La scalata al trash è stata la componente determinante della programmazione tv relativa anche all’intrattenimento. I contenitori mattutini e pomeridiani hanno offerto esempi poco edificanti di cui si sono resi complici conduttori e autori. Si sono preferiti gli argomenti più torbidi, si è pattugliato tutto il sottobosco televisivo alla ricerca di personaggi discutibili, di casi con litigi tra familiari, si è cavalcata l’onda lunga delle contestate eredità di notissimi personaggi tv come Alberto Sordi, Gino Bramieri, Claudio Villa. Insulti a distanza, beghe di infimo ordine hanno attraversato i palinsesti di tv pubbliche e private.
E la cronaca nera ha trionfato con un incremento esponenziale del voyeurismo macabro che ha scavato nella sofferenza e nel dolore, amplificando i toni delle discussioni cercando dettagli morbosi per colpire l’immaginario di un pubblico sempre più assetato di casi irrisolti.

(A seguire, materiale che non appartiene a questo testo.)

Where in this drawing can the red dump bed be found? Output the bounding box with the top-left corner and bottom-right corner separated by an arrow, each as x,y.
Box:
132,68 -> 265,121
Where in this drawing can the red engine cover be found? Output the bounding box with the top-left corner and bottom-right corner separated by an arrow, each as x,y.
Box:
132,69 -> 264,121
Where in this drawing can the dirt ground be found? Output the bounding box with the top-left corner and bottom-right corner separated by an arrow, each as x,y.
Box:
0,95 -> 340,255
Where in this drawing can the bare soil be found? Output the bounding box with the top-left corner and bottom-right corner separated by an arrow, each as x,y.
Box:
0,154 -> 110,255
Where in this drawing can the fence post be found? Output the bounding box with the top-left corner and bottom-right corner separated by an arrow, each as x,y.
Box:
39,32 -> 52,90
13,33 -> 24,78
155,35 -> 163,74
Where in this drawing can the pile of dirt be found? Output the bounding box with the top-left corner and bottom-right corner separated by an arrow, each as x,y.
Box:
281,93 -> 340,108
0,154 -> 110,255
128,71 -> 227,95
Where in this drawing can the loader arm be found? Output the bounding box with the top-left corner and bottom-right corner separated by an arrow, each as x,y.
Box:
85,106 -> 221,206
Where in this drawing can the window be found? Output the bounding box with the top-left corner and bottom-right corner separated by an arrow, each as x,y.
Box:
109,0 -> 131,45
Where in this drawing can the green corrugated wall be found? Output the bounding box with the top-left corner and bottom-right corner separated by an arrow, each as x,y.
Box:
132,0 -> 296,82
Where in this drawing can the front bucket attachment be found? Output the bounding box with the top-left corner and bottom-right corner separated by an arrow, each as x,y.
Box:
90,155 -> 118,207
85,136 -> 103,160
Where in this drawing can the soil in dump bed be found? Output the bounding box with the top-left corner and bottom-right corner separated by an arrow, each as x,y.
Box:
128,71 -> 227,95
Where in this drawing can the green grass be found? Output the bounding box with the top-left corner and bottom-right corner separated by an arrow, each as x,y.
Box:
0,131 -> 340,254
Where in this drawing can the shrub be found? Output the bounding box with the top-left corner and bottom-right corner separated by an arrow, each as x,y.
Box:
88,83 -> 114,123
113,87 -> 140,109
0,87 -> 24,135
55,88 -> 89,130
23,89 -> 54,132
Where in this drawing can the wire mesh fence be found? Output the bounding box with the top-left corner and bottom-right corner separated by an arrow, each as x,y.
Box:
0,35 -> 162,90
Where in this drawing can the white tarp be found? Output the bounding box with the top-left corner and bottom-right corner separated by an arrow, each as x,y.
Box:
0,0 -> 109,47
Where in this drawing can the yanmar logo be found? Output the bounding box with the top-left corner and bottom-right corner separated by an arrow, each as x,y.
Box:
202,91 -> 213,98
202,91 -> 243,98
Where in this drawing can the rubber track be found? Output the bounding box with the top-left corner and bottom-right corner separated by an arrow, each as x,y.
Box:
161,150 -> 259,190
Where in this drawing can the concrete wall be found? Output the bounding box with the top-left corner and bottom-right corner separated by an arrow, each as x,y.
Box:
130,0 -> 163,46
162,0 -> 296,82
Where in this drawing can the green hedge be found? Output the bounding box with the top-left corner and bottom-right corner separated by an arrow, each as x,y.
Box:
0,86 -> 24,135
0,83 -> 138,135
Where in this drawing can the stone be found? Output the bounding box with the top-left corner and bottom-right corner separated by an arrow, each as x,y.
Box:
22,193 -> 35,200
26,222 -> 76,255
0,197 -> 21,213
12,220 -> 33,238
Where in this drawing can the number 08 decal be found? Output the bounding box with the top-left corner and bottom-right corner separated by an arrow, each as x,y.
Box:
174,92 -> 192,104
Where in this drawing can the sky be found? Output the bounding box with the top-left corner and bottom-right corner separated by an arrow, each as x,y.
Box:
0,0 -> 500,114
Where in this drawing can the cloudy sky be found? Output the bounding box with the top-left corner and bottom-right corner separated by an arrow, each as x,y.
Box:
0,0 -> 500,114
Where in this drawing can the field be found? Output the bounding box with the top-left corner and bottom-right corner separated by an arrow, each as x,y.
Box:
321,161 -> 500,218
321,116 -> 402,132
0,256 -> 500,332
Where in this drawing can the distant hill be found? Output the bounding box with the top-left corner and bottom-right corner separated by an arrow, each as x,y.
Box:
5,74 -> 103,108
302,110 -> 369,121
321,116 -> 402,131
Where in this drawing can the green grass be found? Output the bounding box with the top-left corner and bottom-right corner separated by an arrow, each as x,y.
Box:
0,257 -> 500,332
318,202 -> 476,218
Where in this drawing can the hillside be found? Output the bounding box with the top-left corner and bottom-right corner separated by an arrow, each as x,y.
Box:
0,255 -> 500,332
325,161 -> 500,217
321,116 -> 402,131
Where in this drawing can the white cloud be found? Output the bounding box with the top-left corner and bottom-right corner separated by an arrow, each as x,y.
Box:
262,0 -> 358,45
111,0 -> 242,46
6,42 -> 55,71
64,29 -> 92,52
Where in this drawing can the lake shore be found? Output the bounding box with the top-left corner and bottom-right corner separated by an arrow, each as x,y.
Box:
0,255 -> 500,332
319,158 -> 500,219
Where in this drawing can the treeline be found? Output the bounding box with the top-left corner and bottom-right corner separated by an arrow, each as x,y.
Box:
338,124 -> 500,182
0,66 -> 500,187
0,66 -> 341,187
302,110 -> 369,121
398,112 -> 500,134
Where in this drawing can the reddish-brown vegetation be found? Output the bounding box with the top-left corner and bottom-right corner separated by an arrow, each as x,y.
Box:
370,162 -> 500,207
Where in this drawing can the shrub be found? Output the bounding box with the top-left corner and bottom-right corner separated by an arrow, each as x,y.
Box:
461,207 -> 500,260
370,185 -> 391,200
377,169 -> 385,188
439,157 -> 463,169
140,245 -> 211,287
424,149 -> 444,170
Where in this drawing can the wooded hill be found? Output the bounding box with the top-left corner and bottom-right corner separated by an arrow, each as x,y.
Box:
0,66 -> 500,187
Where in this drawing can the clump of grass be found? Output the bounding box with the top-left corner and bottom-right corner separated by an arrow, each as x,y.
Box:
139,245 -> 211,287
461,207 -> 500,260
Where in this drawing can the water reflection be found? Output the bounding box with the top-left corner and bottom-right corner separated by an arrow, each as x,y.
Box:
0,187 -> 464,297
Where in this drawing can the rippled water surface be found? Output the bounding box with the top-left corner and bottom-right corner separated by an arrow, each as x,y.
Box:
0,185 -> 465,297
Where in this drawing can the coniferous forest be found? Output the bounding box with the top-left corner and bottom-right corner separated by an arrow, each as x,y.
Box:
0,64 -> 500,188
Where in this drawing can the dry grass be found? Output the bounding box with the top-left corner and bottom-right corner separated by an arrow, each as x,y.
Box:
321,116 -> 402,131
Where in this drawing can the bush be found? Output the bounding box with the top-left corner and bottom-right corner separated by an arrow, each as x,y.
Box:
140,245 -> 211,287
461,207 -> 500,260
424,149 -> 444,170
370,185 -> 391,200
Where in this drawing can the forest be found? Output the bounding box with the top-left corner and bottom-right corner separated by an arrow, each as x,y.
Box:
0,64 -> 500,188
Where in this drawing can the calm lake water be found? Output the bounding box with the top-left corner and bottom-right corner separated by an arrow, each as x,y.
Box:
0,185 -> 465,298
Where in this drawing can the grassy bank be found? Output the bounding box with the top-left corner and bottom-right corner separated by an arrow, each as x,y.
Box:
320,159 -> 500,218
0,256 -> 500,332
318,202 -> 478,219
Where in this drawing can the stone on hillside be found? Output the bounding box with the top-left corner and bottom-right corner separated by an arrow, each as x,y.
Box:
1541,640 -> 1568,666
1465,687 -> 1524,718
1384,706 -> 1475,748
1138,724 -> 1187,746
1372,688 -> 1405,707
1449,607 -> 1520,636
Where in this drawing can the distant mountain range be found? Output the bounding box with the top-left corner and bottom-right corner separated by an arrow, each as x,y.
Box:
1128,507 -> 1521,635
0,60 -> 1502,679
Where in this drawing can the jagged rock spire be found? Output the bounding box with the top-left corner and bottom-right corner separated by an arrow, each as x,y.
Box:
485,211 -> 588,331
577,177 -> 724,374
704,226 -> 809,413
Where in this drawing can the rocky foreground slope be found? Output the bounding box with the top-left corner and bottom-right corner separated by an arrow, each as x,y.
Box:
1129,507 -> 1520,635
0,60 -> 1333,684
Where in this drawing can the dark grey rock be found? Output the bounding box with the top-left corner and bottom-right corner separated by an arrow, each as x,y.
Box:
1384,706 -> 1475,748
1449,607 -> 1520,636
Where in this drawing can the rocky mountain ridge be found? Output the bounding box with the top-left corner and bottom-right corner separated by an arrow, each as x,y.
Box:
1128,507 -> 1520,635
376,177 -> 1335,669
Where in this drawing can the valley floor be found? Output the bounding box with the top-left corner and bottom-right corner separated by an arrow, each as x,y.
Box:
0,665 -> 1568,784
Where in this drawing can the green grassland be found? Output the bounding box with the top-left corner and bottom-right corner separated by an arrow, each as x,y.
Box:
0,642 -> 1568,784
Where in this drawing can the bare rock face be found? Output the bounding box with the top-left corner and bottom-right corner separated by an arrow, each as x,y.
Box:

Da Quarto grado a Chi l’ha visto? da Unomattina a Pomeriggio 5 e Domenica live, da Storie vere a La vita in diretta, i palinsesti televisivi sono diventati un unico contenitore di cold case. Casi insoluti, morti misteriose, assassini nell’ombra, risvolti sessuali, passioni: tutto per qualche telespettatore in più.
Nello stesso tempo abbiamo assistito al crollo dei talk show politici. E’ precipitato giù dall’altare persino Michele Santoro abbandonato anche dal suo pubblico oramai disaffezionato al genere. Risultato: per il suo Servizio pubblico solo uno striminzito 5,5% di share. Si è vista la guerra dei poveri tra Ballarò, con la nuova conduzione di Massimo Giannini, e diMartedì il programma clone generato da La7 con l’arrivo di Giovanni Floris. Virus- il contagio delle idee, Piazzapulita con Corrado Formigli, Quinta colonna, hanno tentato di offrire qualche guizzo di novità. Probabilmente ha centrato l’obiettivo solo Paolo Del Debbio: Quinta colonna ha conquistato qualche punto di share in più.
Bisogna prendere atto che il genere va ripensato in un’ottica diversa. Ma tra la melassa delle proposte un posto di merito lo ha conquistato Omnibus su La7: vi abbiamo notato la mancanza delle solite risse e un maggior rispetto per gli ospiti che intervengono nelle discussioni.
Ma c’è un ulteriore dato che connota la stagione appena conclusa: il ridimensionamento degli ascolti che ha consentito a programmi di vincere la serata anche con un modestissimo 13- 14% di share. Cifre che, solo un anno fa avrebbero decretato d’ufficio la chiusura anticipata della trasmissione.
In questo contesto abbiamo constatato che persino Carlo Conti, abituato al 24-25% per programmi come Tale e quale show, ha dovuto, a malincuore, accontentarsi di un 16% che, comunque, ha consentito alla seconda edizione di Si può fare! di avere la meglio sulla concorrenza.
Crollano i numeri dell’audience. Ma la debacle non si può spiegare solo con la maggiore importanza che hanno assunto, negli anni i canali satellitari e del digitale terrestre. Il pubblico è alla ricerca di proposte nuove, è stanco della ripetitività di programmi che si succedono in una serialità alienante che somiglia a quella delle serie tv. Basti pensare alle dieci edizioni di Ballando con le stelle, alle diciotto di C’è posta per te, alle quattordici di Amici, programmi baciati dalla fortuna perchè sono riusciti a “rimodernarsi” di anno in anno.
Nel corso della stagione tv abbiamo cercato, con fatica, di cogliere, nei vari programmi, la capacità di comunicare, di intrattenere, di divulgare, di raccontare, di divertire.
Abbiamo seguito, con particolare attenzione, i talk show riscontrando la tendenza più recente: coinvolgere nei dibattiti anche personaggi del mondo dello spettacolo.
In questo universo non certo esaltante, abbiamo individuato le poche eccellenze del piccolo schermo, soprattutto in quei programmi che hanno un forte valore sociale e morale e hanno mostrato di saper veicolare un valore positivo.
Un contributo modesto, ma certamente utile, per orientare i telespettatori nella ricerca della tanto auspicata “qualità televisiva” che non è poi quell’araba fenice di cui tutti discettano.